El auto, presuntamente, era un
Ford Maverick y el joven herido que
conducía era José Fernando, quien
venía de enfrentarse en una balacera
de Calzada Madero y Simón Bolívar.
Dice Martha que cuando el funcionario les dijo que el Maverick había sido encontrado en una carretera
con impactos de bala y manchas de
sangre, sintió un dolor agudo en el
pecho, por lo que creyó que sufriría
un infarto por el espanto.
Consternada también, pero serena, Alicia la tomó del brazo: “Aguante, madrecita.
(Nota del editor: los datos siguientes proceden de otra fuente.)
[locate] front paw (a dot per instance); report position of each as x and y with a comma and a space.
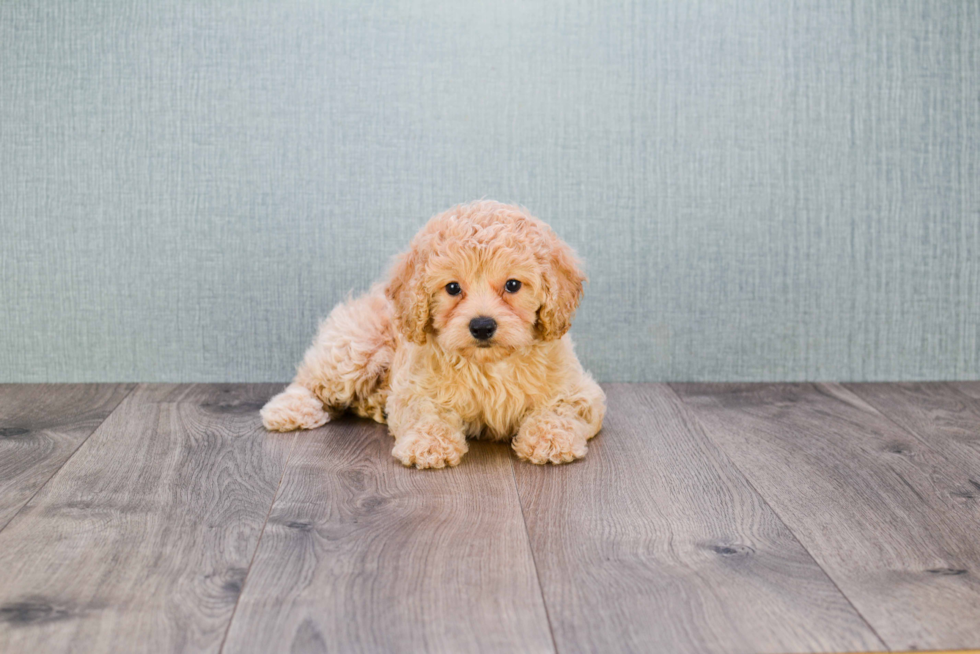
295, 408
433, 447
550, 441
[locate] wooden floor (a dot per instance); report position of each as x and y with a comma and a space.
705, 518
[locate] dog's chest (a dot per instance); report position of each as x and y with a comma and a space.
493, 400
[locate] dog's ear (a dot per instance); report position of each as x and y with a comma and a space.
406, 291
563, 279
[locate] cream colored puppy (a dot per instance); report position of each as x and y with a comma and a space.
466, 339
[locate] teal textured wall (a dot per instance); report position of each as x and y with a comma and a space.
762, 189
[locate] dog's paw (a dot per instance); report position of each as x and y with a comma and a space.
550, 441
295, 408
434, 447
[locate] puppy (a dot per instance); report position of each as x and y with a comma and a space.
466, 339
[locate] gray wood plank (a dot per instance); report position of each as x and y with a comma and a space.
970, 388
656, 543
363, 555
41, 425
937, 414
875, 506
142, 540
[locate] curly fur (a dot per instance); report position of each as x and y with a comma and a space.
403, 353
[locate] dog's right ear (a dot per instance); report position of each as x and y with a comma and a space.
408, 296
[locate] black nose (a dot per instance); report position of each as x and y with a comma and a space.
483, 327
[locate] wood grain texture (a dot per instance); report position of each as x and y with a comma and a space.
41, 425
970, 389
143, 538
880, 510
938, 415
362, 555
656, 543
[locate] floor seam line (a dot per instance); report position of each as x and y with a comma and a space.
258, 543
534, 561
776, 513
70, 456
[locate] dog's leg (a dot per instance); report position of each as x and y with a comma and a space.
345, 368
558, 431
295, 408
425, 436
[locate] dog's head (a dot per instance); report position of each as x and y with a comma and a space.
484, 279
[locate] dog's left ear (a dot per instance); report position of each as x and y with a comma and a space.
563, 279
406, 291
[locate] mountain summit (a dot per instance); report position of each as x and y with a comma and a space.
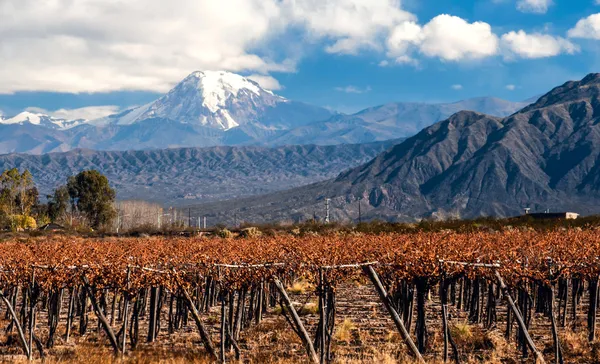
546, 156
216, 99
219, 108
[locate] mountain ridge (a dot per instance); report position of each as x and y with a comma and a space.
183, 175
546, 156
210, 108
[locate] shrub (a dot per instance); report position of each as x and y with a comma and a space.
225, 234
22, 222
250, 232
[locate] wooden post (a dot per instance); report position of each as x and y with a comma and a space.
310, 349
32, 304
109, 331
388, 305
70, 314
26, 347
204, 335
558, 357
152, 317
125, 312
519, 318
592, 309
223, 326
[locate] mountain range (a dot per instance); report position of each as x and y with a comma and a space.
545, 156
213, 108
186, 175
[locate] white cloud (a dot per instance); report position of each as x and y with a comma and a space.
108, 45
453, 39
88, 113
534, 6
353, 24
588, 28
535, 45
353, 89
404, 59
447, 37
267, 82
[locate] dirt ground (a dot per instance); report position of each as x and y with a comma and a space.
364, 334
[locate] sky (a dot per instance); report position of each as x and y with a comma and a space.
90, 58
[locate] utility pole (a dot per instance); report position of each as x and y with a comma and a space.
359, 213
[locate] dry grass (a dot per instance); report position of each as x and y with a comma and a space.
344, 331
299, 287
575, 343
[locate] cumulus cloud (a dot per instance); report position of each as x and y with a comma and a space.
88, 113
535, 45
266, 82
108, 45
447, 37
353, 89
534, 6
588, 28
452, 38
354, 24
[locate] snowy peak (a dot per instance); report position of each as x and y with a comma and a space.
216, 99
27, 117
218, 86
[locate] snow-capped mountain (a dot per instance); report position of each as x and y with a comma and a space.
206, 109
214, 108
41, 120
215, 99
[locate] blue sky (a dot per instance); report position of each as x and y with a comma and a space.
342, 54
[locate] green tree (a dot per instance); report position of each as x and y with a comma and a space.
18, 194
92, 195
58, 204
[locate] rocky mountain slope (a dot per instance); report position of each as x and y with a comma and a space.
205, 109
546, 156
214, 108
178, 176
394, 120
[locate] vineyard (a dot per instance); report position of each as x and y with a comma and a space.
133, 290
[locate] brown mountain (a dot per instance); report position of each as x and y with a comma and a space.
546, 156
176, 176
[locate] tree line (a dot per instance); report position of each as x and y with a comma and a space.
85, 200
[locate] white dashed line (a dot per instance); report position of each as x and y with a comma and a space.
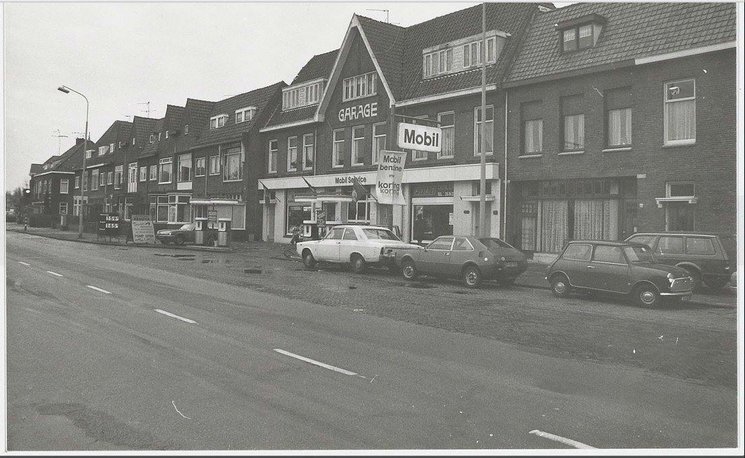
317, 363
563, 440
176, 316
98, 289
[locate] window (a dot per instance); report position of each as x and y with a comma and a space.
338, 152
218, 121
199, 168
232, 169
184, 167
273, 153
244, 114
379, 136
573, 122
308, 149
357, 87
680, 112
166, 165
447, 124
215, 165
478, 125
291, 154
438, 62
358, 145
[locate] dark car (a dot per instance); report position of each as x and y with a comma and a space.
178, 236
704, 255
617, 267
469, 258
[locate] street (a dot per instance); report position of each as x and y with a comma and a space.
126, 348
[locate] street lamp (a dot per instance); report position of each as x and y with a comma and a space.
67, 90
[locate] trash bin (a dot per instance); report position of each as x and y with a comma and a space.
200, 226
223, 232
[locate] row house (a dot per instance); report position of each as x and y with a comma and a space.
621, 118
342, 109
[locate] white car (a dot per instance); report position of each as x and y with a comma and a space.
355, 244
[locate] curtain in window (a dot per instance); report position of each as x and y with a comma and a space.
553, 225
681, 120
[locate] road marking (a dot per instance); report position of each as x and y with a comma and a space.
98, 289
175, 316
563, 440
317, 363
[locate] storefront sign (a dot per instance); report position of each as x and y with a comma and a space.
418, 137
143, 230
369, 110
390, 175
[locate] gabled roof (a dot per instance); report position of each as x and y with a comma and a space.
258, 98
631, 31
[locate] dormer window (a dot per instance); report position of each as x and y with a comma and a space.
218, 121
244, 114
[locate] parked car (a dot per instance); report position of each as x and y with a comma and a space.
617, 267
178, 236
358, 245
704, 255
469, 258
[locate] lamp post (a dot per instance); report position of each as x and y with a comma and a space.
67, 90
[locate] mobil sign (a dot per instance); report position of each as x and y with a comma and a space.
418, 137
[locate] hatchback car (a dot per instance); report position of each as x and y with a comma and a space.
617, 267
469, 258
704, 255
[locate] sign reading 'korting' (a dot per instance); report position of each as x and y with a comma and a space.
421, 138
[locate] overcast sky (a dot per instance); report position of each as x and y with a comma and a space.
123, 55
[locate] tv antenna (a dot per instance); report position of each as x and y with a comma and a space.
59, 140
387, 14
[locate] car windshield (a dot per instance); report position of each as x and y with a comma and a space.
639, 253
379, 234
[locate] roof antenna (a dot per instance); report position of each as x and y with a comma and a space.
387, 14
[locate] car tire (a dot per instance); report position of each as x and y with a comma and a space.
408, 270
358, 264
471, 276
560, 285
308, 260
647, 296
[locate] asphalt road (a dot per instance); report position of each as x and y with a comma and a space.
113, 348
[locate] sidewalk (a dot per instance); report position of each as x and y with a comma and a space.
534, 277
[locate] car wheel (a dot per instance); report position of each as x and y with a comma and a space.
308, 260
408, 270
560, 285
716, 283
647, 296
358, 264
471, 276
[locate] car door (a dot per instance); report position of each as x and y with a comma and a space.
608, 270
435, 259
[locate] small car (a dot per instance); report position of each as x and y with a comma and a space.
617, 267
704, 255
178, 236
359, 245
469, 258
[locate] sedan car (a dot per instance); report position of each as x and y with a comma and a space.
178, 236
355, 244
469, 258
617, 267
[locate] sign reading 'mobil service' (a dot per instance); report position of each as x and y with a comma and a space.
390, 175
418, 137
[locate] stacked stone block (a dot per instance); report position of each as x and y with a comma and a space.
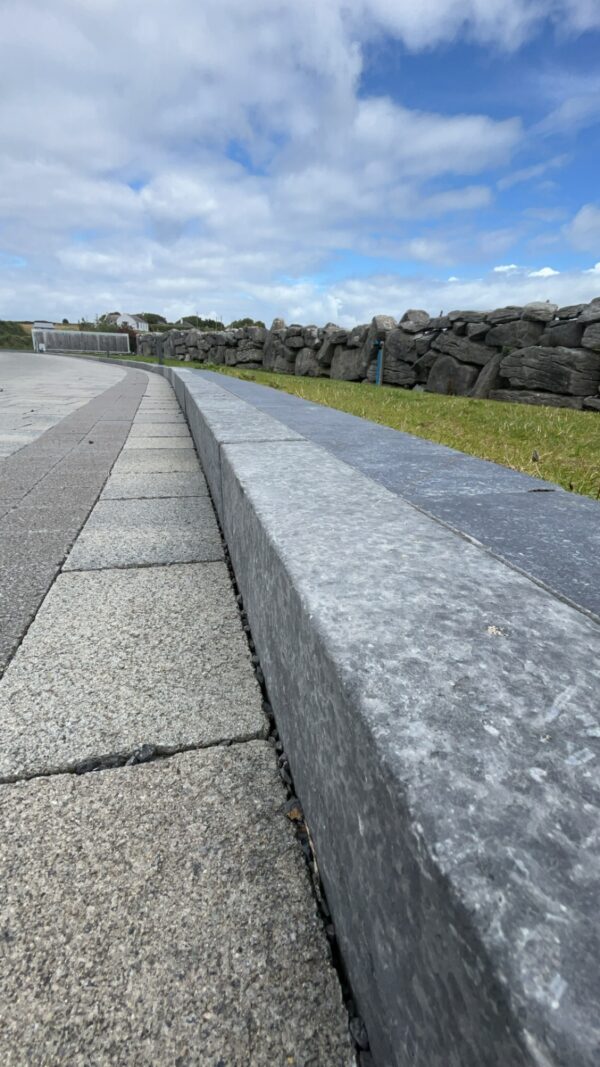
539, 353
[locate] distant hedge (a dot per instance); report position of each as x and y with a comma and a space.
13, 335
Aguante”.
Don Ramiro, ferrocarrilero de carácter rudo cuyo corazón se fue marchitando con los años hasta su muerte, tronó contra la vileza del sujeto.
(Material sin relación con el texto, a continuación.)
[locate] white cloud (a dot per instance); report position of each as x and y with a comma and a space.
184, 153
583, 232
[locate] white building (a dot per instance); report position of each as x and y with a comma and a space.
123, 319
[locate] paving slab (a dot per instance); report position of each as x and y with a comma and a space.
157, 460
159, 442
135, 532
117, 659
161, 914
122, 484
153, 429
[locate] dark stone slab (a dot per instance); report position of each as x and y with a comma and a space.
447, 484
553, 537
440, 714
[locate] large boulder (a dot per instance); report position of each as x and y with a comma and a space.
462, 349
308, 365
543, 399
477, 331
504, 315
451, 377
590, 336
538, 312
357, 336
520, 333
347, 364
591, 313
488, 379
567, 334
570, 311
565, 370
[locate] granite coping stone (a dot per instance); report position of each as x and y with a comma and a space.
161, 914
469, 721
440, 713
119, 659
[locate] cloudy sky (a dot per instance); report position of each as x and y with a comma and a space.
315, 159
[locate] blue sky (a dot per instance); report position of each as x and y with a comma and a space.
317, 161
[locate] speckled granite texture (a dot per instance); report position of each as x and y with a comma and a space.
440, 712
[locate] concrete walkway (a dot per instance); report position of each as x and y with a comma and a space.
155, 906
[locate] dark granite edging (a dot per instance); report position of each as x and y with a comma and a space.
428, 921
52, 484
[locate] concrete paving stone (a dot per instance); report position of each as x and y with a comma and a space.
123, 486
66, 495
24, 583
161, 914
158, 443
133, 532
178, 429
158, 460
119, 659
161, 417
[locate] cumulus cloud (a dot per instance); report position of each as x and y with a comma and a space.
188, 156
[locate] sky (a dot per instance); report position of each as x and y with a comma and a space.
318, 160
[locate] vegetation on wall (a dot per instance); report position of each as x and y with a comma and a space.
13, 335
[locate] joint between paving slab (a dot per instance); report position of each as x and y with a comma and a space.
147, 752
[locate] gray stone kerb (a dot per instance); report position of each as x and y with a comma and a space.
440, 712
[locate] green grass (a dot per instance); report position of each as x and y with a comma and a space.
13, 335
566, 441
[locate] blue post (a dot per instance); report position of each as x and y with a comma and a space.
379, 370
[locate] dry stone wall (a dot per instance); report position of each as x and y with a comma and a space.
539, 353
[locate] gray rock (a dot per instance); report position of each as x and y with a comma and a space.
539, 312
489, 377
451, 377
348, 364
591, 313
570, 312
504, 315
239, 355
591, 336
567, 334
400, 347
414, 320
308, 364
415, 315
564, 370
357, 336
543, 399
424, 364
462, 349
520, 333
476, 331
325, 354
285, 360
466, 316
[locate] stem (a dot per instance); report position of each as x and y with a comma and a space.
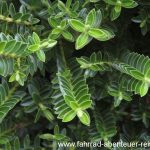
61, 61
11, 20
62, 53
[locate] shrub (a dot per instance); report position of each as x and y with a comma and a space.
73, 71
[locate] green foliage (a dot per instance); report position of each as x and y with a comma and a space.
74, 70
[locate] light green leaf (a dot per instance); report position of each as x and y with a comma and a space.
101, 34
69, 116
129, 3
41, 55
82, 40
68, 36
91, 18
34, 48
77, 25
84, 117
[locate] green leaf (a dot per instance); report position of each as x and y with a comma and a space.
86, 104
82, 40
34, 48
111, 2
115, 14
91, 18
84, 117
36, 38
41, 55
69, 116
47, 136
77, 25
16, 144
68, 36
129, 4
101, 34
68, 3
61, 6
“¡Miente! ¡Usted lo que está haciendo es servir de tapadera de asesinos!”.
Salieron con el alma destrozada.
Al volver a Monterrey comprobarían
que vecinos, comerciantes y amigos
que tenían en ambos sitios de la ciudad negaron los hechos. Tampoco la
policía, las cruces o el anfiteatro tenían registros de esos incidentes.
Lo que ellas ignoraban era que datos similares se les daban a los cientos de madres y padres de desaparecidos. Rosario Ibarra señala que los
informes, cuyas copias no podían tener en su poder, sino que tenían que
ser transcritos, eran demenciales:
desaparecidos que fueron heridos
en los mismos enfrentamientos, que
sangraban de las mismas piernas,
que fueron subidos en coches de las
mismas características.
“Viles machotes”, dice Rosario,
humillada aún.
Los agentes que estaban con Alicia seguían apuntando. Uno de ellos
preguntó si sabía dónde se encontraba un conocido activista, José Alfredo
Medina Vizcaíno.
” Fue la última persona que vio
a su hijo, ¿verdad?, le preguntaron
a Alicia.
“Así es”.
José Alfredo Medina Vizcaíno pasó
40 días, en 1978, en el Campo Militar
No. 1. Trasladado a la cárcel estatal
de Chihuahua, Don Ramiro y Alicia
se encontraron con él en 1980, donde testificó ante notario haber visto
a Ramiro y José Fernando. Dijo que
al primero le decían El Maestro”, por
dar clases de matemáticas a los demás presos, mientras que al segundo
“El Químico”.
Pero, jamás volvieron.
Y es que buscando el paradero de
su hijo, Alicia ha escuchado historias
inimaginables.
Las claves rezumban en su memoria al momento de relatar a aquellos
agentes de la AFI sus pesquisas infructuosas.
Dice que estas palabras la despiertan a veces, de madrugada o cuando
apenas se adentra al sueño: campos
de tiro, hornos de cremación, aviones
sobre el mar, fosas clandestinas.
Pilas de muchachos perdidos,
unos sobre otros, con los ojos cerrados.